This was the work of a first year PhD student who mined data from GitHub repositories and historic national surveys.  It's not far from the TIOBE index I wrote about in a previous Post Processing which ranked the top 3 languages as Java, C, and Python.

There is yet another language survey done by Stack Overflow.  It polled its membership, and nearly 90,000 developers responded.  While 90,000 is a healthy sample size, keep in mind those polled still represent a closed environment.

Top 3 loved languages: Rust, Python, TypeScript.
Top 3 dreaded languages: VBA, Objective-C, Assembly
Top 3 languages programmers want to learn: Python, Javascript, Go

These results are very different from the YouTube video and the TIOBE Index, but it's noteworthy that Python makes an appearance in all 3 polls.
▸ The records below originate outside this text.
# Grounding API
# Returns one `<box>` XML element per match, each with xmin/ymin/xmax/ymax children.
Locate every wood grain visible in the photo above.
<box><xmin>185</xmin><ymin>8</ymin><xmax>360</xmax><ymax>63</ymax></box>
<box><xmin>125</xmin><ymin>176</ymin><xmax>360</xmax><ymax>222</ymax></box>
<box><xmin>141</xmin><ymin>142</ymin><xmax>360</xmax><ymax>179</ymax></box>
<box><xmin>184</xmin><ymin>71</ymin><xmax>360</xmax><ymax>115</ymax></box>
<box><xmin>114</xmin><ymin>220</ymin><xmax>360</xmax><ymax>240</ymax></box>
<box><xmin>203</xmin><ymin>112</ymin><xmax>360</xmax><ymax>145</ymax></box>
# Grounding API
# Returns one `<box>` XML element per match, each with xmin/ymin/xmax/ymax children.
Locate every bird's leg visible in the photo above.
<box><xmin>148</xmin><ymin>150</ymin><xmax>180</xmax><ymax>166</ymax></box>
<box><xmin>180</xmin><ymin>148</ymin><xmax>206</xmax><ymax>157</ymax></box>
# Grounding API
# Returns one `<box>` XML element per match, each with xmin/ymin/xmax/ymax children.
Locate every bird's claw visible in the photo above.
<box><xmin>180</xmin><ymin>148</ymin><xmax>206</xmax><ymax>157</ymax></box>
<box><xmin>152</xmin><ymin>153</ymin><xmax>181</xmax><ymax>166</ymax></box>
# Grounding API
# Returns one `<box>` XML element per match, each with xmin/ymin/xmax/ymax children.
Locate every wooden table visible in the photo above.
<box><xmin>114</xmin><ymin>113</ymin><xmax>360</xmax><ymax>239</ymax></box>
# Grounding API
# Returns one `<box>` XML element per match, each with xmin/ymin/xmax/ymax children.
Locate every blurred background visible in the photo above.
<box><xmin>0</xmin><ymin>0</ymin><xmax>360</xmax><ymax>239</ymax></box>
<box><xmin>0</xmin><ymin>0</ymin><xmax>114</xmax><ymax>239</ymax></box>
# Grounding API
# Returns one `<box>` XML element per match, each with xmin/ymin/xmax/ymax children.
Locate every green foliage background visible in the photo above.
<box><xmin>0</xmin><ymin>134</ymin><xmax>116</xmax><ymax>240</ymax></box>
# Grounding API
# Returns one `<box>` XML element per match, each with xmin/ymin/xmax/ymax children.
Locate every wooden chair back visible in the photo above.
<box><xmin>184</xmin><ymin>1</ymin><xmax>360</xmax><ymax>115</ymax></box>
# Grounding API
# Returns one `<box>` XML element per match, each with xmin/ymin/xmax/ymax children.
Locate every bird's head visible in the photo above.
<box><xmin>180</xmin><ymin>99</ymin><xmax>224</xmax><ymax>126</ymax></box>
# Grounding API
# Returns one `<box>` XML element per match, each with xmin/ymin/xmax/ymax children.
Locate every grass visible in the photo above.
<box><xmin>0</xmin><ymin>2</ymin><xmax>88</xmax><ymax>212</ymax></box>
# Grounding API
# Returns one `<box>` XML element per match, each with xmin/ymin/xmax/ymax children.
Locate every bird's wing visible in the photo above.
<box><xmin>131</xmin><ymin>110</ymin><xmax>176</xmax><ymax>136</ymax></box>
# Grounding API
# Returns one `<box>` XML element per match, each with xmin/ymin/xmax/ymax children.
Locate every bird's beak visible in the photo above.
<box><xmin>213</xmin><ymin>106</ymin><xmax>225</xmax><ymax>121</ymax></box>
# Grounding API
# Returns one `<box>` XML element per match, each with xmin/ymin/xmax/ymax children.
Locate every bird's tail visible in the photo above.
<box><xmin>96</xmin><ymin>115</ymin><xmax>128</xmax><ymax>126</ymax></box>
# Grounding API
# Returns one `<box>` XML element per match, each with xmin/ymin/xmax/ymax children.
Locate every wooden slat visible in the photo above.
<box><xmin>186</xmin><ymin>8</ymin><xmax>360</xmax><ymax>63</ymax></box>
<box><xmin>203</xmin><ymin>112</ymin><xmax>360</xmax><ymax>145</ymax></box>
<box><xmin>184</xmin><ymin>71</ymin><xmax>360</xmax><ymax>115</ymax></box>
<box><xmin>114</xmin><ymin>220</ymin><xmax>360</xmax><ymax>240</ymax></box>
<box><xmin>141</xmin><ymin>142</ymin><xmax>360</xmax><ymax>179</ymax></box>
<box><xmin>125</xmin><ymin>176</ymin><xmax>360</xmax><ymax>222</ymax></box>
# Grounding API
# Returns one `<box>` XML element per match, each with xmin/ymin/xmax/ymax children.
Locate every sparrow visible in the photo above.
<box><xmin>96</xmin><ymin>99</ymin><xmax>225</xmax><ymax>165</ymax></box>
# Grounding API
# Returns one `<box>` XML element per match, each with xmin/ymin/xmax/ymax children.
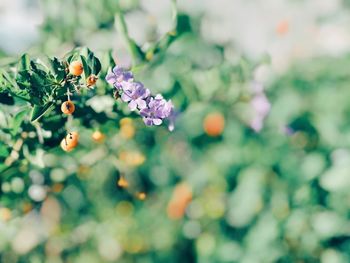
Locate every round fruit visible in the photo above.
<box><xmin>203</xmin><ymin>112</ymin><xmax>225</xmax><ymax>137</ymax></box>
<box><xmin>117</xmin><ymin>177</ymin><xmax>129</xmax><ymax>188</ymax></box>
<box><xmin>64</xmin><ymin>132</ymin><xmax>79</xmax><ymax>148</ymax></box>
<box><xmin>61</xmin><ymin>139</ymin><xmax>74</xmax><ymax>152</ymax></box>
<box><xmin>61</xmin><ymin>100</ymin><xmax>75</xmax><ymax>115</ymax></box>
<box><xmin>86</xmin><ymin>75</ymin><xmax>98</xmax><ymax>87</ymax></box>
<box><xmin>91</xmin><ymin>131</ymin><xmax>106</xmax><ymax>142</ymax></box>
<box><xmin>69</xmin><ymin>60</ymin><xmax>84</xmax><ymax>76</ymax></box>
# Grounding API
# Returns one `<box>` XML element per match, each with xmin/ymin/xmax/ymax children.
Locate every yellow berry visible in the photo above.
<box><xmin>61</xmin><ymin>100</ymin><xmax>75</xmax><ymax>115</ymax></box>
<box><xmin>117</xmin><ymin>176</ymin><xmax>129</xmax><ymax>188</ymax></box>
<box><xmin>69</xmin><ymin>60</ymin><xmax>84</xmax><ymax>76</ymax></box>
<box><xmin>86</xmin><ymin>75</ymin><xmax>98</xmax><ymax>87</ymax></box>
<box><xmin>203</xmin><ymin>112</ymin><xmax>225</xmax><ymax>137</ymax></box>
<box><xmin>65</xmin><ymin>132</ymin><xmax>79</xmax><ymax>148</ymax></box>
<box><xmin>91</xmin><ymin>131</ymin><xmax>106</xmax><ymax>143</ymax></box>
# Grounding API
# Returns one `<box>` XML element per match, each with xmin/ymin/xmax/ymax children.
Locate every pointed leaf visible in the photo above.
<box><xmin>30</xmin><ymin>102</ymin><xmax>53</xmax><ymax>122</ymax></box>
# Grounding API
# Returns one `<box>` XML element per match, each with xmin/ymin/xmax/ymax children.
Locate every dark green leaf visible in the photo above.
<box><xmin>30</xmin><ymin>102</ymin><xmax>53</xmax><ymax>122</ymax></box>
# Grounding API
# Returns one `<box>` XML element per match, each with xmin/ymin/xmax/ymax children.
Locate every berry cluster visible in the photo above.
<box><xmin>61</xmin><ymin>60</ymin><xmax>98</xmax><ymax>152</ymax></box>
<box><xmin>106</xmin><ymin>66</ymin><xmax>175</xmax><ymax>131</ymax></box>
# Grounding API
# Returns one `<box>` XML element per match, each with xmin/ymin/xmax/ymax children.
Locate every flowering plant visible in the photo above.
<box><xmin>106</xmin><ymin>66</ymin><xmax>175</xmax><ymax>130</ymax></box>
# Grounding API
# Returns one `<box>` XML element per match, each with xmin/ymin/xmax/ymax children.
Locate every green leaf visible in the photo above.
<box><xmin>11</xmin><ymin>109</ymin><xmax>29</xmax><ymax>135</ymax></box>
<box><xmin>80</xmin><ymin>56</ymin><xmax>91</xmax><ymax>79</ymax></box>
<box><xmin>0</xmin><ymin>144</ymin><xmax>9</xmax><ymax>159</ymax></box>
<box><xmin>30</xmin><ymin>102</ymin><xmax>54</xmax><ymax>122</ymax></box>
<box><xmin>87</xmin><ymin>53</ymin><xmax>102</xmax><ymax>75</ymax></box>
<box><xmin>17</xmin><ymin>54</ymin><xmax>30</xmax><ymax>71</ymax></box>
<box><xmin>49</xmin><ymin>58</ymin><xmax>66</xmax><ymax>81</ymax></box>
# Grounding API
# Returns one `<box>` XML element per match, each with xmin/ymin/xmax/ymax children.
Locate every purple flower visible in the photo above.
<box><xmin>106</xmin><ymin>65</ymin><xmax>134</xmax><ymax>89</ymax></box>
<box><xmin>140</xmin><ymin>94</ymin><xmax>171</xmax><ymax>126</ymax></box>
<box><xmin>121</xmin><ymin>82</ymin><xmax>150</xmax><ymax>111</ymax></box>
<box><xmin>106</xmin><ymin>66</ymin><xmax>177</xmax><ymax>131</ymax></box>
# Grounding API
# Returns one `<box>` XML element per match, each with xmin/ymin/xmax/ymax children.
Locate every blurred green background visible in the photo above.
<box><xmin>0</xmin><ymin>0</ymin><xmax>350</xmax><ymax>263</ymax></box>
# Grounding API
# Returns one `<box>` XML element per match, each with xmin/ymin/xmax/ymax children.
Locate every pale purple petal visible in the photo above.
<box><xmin>153</xmin><ymin>119</ymin><xmax>163</xmax><ymax>125</ymax></box>
<box><xmin>128</xmin><ymin>100</ymin><xmax>137</xmax><ymax>111</ymax></box>
<box><xmin>137</xmin><ymin>99</ymin><xmax>147</xmax><ymax>110</ymax></box>
<box><xmin>121</xmin><ymin>93</ymin><xmax>131</xmax><ymax>102</ymax></box>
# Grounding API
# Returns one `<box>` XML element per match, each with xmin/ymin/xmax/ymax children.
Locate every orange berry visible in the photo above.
<box><xmin>167</xmin><ymin>183</ymin><xmax>192</xmax><ymax>222</ymax></box>
<box><xmin>64</xmin><ymin>132</ymin><xmax>79</xmax><ymax>148</ymax></box>
<box><xmin>137</xmin><ymin>192</ymin><xmax>146</xmax><ymax>200</ymax></box>
<box><xmin>86</xmin><ymin>75</ymin><xmax>98</xmax><ymax>87</ymax></box>
<box><xmin>61</xmin><ymin>100</ymin><xmax>75</xmax><ymax>115</ymax></box>
<box><xmin>69</xmin><ymin>60</ymin><xmax>84</xmax><ymax>76</ymax></box>
<box><xmin>91</xmin><ymin>131</ymin><xmax>106</xmax><ymax>142</ymax></box>
<box><xmin>203</xmin><ymin>112</ymin><xmax>225</xmax><ymax>137</ymax></box>
<box><xmin>61</xmin><ymin>139</ymin><xmax>74</xmax><ymax>152</ymax></box>
<box><xmin>117</xmin><ymin>176</ymin><xmax>129</xmax><ymax>188</ymax></box>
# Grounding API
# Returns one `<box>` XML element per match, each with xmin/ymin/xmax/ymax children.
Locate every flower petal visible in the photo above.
<box><xmin>106</xmin><ymin>72</ymin><xmax>117</xmax><ymax>84</ymax></box>
<box><xmin>153</xmin><ymin>118</ymin><xmax>163</xmax><ymax>125</ymax></box>
<box><xmin>137</xmin><ymin>99</ymin><xmax>147</xmax><ymax>110</ymax></box>
<box><xmin>121</xmin><ymin>93</ymin><xmax>131</xmax><ymax>102</ymax></box>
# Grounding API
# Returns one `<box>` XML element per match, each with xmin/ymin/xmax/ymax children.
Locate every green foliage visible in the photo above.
<box><xmin>0</xmin><ymin>0</ymin><xmax>350</xmax><ymax>263</ymax></box>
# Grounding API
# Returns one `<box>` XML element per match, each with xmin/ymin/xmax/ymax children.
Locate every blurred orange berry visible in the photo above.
<box><xmin>69</xmin><ymin>60</ymin><xmax>84</xmax><ymax>76</ymax></box>
<box><xmin>66</xmin><ymin>132</ymin><xmax>79</xmax><ymax>148</ymax></box>
<box><xmin>137</xmin><ymin>192</ymin><xmax>146</xmax><ymax>200</ymax></box>
<box><xmin>91</xmin><ymin>131</ymin><xmax>106</xmax><ymax>143</ymax></box>
<box><xmin>61</xmin><ymin>100</ymin><xmax>75</xmax><ymax>115</ymax></box>
<box><xmin>117</xmin><ymin>176</ymin><xmax>129</xmax><ymax>188</ymax></box>
<box><xmin>60</xmin><ymin>139</ymin><xmax>74</xmax><ymax>152</ymax></box>
<box><xmin>61</xmin><ymin>132</ymin><xmax>79</xmax><ymax>152</ymax></box>
<box><xmin>119</xmin><ymin>151</ymin><xmax>146</xmax><ymax>166</ymax></box>
<box><xmin>203</xmin><ymin>112</ymin><xmax>225</xmax><ymax>137</ymax></box>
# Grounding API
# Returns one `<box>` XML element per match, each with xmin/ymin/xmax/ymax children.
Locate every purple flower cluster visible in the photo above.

I first wrote about Jaron Lanier while reviewing Programmers At Work.  More wide-eyed and hopeful then, he now writes about how the internet is darker place.  He is featured in a recent NYT Opinion video explaining how the modern internet advertising model exploits our fear and anger.  He answers the question of what is data, how we're being short changed about our data, and describes data as the new oil.

The big mistake was at the turn of the century, when consumers wanted everything -- music, news, software -- for free and/or supported by advertising.  Lanier proposes an alternative where we are paid for our data, and we pay for services that are currently free.  A technical and legal infrastructure to support micro-payments would need to be built out, but on this point, Lanier is optimistic.  I like his ideas.